Se è vero che due persone su tre sono favorevoli a dare il loro personale contributo al risparmio energetico e a qualsiasi altra iniziativa utile per la protezione dell’ambiente, allora ogni singolo americano potrebbe fare la famosa differenza. Essi possono combattere il drago dei superconsumi, o almeno metterlo a dieta. Chiunque può dare una mano, ed è proprio di questo che c’è bisogno. Infatti, si possono introdurre nello stile di vita personale alcuni aggiustamenti: – Ridurre di almeno 30 km alla settimana l’uso dell’auto, ricorrendo alle telecomunicazioni o alla bicicletta, oppure concentrando nel tempo le commissioni da sbrigare: le emissioni personali di CO2 si ridurranno di 500 kg all’anno (con un risparmio di almeno 130 dollari).
– Eliminare un pasto settimanale a base di carne rossa: ogni anno si risparmieranno oltre 30 kg di cereali e 40.000 galloni di acqua (risparmiando altri 75 dollari).
– Ridurre il consumo domestico di energia elettrica sostituendo le lampade tradizionali con i modelli fluorescenti ad alta efficienza, e tarando il termostato dell’impianto di riscaldamento /condizionamento su una temperatura di un grado inferiore durante l’inverno e di un grado superiore durante l’estate: questo consente di ridurre le emissioni di CO2 di almeno una tonnellata all’anno e le spese di 165 dollari.
– Installare docce e rubinetti efficienti e a basso flusso con un risparmio per famiglia di almeno 30.000 galloni di acqua, e minori emissioni annue di 800 kg di CO2 (più un risparmio di 50 dollari).
Fin qui si sarebbero già risparmiati 425 dollari all’anno. Se una famiglia mettesse in atto altre misure analoghe, come previsto dal programma Turn the Tide del Center for a New American Dream (www.newdream.org/turnthetide), risparmierebbe una somma sufficiente a pagare una piacevole vacanza di fine anno.
Infine, si possono invitare due amici a comportarsi allo stesso modo, e convincerli a fare la stessa cosa con altri due, e così via. Se per assurdo questa catena si realizzasse, in circa un mese tutti gli Stati Uniti ne sarebbero coinvolti.
(…)
È bene ricordare che viviamo non solo in una democrazia politica, ma anche in una democrazia economica, e che la seconda permette a ognuno di noi di “votare” molte volte al giorno. Chi non lo fa, vota comunque e inconsapevolmente per lo stesso sistema disfunzionale che oggi vediamo inceppato. Dunque impariamo a utilizzare ogni singola banconota per i giusti fini.

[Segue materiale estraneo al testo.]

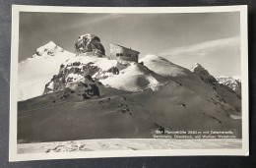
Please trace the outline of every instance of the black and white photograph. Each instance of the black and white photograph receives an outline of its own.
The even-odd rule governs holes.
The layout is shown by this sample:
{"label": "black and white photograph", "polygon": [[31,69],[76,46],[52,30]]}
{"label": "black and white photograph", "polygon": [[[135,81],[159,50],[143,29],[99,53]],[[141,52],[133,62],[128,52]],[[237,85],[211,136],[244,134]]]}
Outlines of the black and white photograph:
{"label": "black and white photograph", "polygon": [[247,8],[13,6],[10,161],[248,155]]}

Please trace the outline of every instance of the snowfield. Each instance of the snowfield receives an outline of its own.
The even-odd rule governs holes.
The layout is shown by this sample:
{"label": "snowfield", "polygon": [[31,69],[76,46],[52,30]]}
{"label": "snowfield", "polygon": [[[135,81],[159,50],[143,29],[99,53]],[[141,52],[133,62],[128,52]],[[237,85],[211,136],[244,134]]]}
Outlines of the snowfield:
{"label": "snowfield", "polygon": [[108,78],[100,80],[104,85],[127,91],[142,91],[145,88],[157,90],[158,86],[162,85],[156,77],[155,73],[145,66],[131,63],[129,67],[120,71],[119,75],[111,74]]}
{"label": "snowfield", "polygon": [[108,139],[22,143],[18,144],[18,153],[55,153],[76,151],[151,149],[235,149],[241,147],[241,139]]}

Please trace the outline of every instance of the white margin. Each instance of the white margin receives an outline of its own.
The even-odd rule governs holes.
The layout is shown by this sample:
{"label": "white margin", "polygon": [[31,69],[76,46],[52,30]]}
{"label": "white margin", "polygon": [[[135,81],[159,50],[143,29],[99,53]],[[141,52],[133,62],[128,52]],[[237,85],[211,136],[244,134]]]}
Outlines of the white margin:
{"label": "white margin", "polygon": [[[242,148],[241,149],[158,149],[158,150],[108,150],[69,153],[17,153],[17,92],[18,92],[18,49],[20,12],[52,13],[218,13],[240,12],[241,35],[241,80],[242,80]],[[247,6],[215,7],[56,7],[56,6],[12,6],[12,49],[10,78],[10,130],[9,161],[101,158],[127,156],[192,156],[192,155],[249,155],[249,94],[248,94],[248,34]]]}

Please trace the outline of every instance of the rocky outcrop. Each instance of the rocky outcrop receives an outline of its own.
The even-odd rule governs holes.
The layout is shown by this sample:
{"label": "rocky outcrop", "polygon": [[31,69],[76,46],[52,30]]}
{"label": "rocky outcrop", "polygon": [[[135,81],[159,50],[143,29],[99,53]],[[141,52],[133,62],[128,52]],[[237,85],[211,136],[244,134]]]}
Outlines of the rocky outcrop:
{"label": "rocky outcrop", "polygon": [[53,41],[48,42],[47,44],[37,48],[32,55],[32,58],[35,56],[54,56],[57,52],[64,52],[64,49],[59,47]]}
{"label": "rocky outcrop", "polygon": [[217,81],[220,84],[227,86],[237,95],[241,96],[241,82],[239,80],[235,80],[232,77],[221,76],[220,78],[217,78]]}
{"label": "rocky outcrop", "polygon": [[83,53],[92,53],[97,57],[103,57],[105,55],[105,50],[100,43],[99,37],[90,33],[79,36],[75,43],[75,50],[77,55]]}
{"label": "rocky outcrop", "polygon": [[59,73],[45,84],[43,93],[71,88],[85,99],[99,96],[98,81],[117,75],[116,64],[115,60],[81,54],[60,65]]}

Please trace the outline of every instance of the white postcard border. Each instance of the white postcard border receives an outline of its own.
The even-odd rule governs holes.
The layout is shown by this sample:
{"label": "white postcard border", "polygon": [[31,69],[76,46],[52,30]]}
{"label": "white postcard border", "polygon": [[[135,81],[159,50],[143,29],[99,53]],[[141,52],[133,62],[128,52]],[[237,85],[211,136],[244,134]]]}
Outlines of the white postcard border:
{"label": "white postcard border", "polygon": [[[19,13],[215,13],[240,12],[241,40],[241,81],[242,81],[242,148],[241,149],[156,149],[156,150],[107,150],[68,153],[17,153],[17,97],[18,97],[18,49],[19,49]],[[12,8],[12,48],[10,78],[10,130],[9,161],[101,158],[128,156],[192,156],[192,155],[249,155],[249,94],[248,94],[248,35],[247,6],[215,7],[56,7],[13,5]]]}

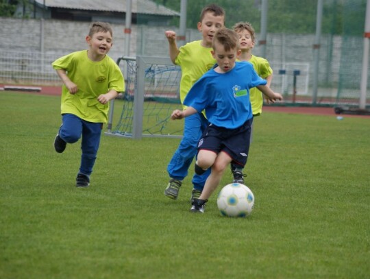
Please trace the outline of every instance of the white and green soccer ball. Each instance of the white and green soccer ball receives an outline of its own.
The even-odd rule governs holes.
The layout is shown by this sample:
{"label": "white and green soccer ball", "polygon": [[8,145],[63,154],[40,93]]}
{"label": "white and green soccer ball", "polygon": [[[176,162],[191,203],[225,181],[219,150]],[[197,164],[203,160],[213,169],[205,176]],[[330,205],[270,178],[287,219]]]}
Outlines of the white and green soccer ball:
{"label": "white and green soccer ball", "polygon": [[232,183],[225,186],[217,197],[217,207],[223,216],[246,217],[251,213],[254,195],[247,186]]}

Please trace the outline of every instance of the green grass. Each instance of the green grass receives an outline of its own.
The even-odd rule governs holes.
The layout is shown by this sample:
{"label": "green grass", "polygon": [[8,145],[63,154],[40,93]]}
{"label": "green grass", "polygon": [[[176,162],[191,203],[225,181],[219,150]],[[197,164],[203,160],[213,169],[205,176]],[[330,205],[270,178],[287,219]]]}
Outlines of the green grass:
{"label": "green grass", "polygon": [[2,279],[369,278],[369,118],[256,119],[255,208],[230,219],[217,193],[188,212],[191,175],[178,200],[164,196],[178,139],[102,136],[77,189],[79,145],[53,147],[60,98],[2,92],[0,111]]}

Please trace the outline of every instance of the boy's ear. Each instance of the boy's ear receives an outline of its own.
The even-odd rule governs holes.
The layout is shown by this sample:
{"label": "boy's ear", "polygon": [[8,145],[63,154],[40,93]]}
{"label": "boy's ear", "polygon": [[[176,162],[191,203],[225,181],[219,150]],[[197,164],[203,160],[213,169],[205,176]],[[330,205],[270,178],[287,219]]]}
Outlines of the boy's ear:
{"label": "boy's ear", "polygon": [[85,38],[85,40],[88,45],[91,43],[91,37],[90,36],[86,36],[86,38]]}
{"label": "boy's ear", "polygon": [[201,32],[201,23],[198,23],[198,24],[197,25],[197,27],[198,28],[198,31],[199,32]]}

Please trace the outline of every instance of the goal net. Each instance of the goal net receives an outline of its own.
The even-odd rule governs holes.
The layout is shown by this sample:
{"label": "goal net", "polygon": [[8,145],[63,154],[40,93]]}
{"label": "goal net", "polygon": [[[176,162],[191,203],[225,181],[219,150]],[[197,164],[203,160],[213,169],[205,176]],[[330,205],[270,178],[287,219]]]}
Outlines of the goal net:
{"label": "goal net", "polygon": [[[180,66],[160,57],[123,57],[117,63],[125,78],[125,91],[111,104],[106,134],[132,138],[181,137],[183,121],[170,119],[173,110],[181,108]],[[120,107],[119,119],[114,123],[113,108]]]}

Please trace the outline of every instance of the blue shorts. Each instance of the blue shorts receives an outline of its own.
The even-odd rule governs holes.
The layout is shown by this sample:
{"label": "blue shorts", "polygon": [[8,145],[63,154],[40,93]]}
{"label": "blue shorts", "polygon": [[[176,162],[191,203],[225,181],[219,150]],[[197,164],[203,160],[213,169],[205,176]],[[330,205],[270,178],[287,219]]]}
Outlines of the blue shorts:
{"label": "blue shorts", "polygon": [[236,129],[227,129],[210,124],[198,143],[198,151],[206,149],[227,153],[232,162],[244,167],[247,163],[251,140],[253,118]]}

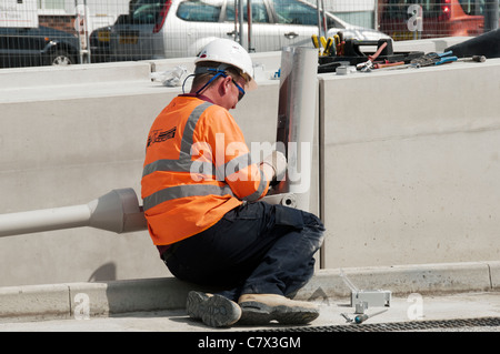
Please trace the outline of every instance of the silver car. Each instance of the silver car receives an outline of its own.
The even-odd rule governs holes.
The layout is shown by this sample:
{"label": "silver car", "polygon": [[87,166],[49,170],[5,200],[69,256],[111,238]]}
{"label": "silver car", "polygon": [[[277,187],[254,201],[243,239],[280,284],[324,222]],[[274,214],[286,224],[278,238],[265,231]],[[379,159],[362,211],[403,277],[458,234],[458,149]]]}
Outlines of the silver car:
{"label": "silver car", "polygon": [[[111,28],[110,55],[117,60],[194,57],[216,38],[237,39],[234,0],[132,0],[130,13]],[[251,50],[279,51],[311,45],[318,34],[318,11],[301,0],[251,1]],[[243,47],[248,48],[247,1],[243,7]],[[326,13],[327,37],[378,40],[388,36],[351,26]]]}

E non ci si stupisca se i piccoli contributi personali per il cambiamento del mondo a loro volta ci faranno cambiare. Un grande vantaggio delle iniziative che abbiamo proposto è che consentono di uscire dal senso di paralisi che nasce dal prendere atto della miriade di problemi che emergono su ogni fronte.
Oltre a mettere in atto l’antishopping, si possono fare molte altre cose, come ripromettersi di piantare un albero all’anno. È vero che se un milione di persone mantenessero questa promessa, ciò non farebbe alcuna differenza in termini di riscaldamento globale. Ma la differenza potrebbe riguardare il modo di percepire se stessi. Andare a scavare, sporcarsi le mani, prendersi cura di una piccola pianta, può servire per dare un bel voto a se stessi e fare un omaggio al pianeta.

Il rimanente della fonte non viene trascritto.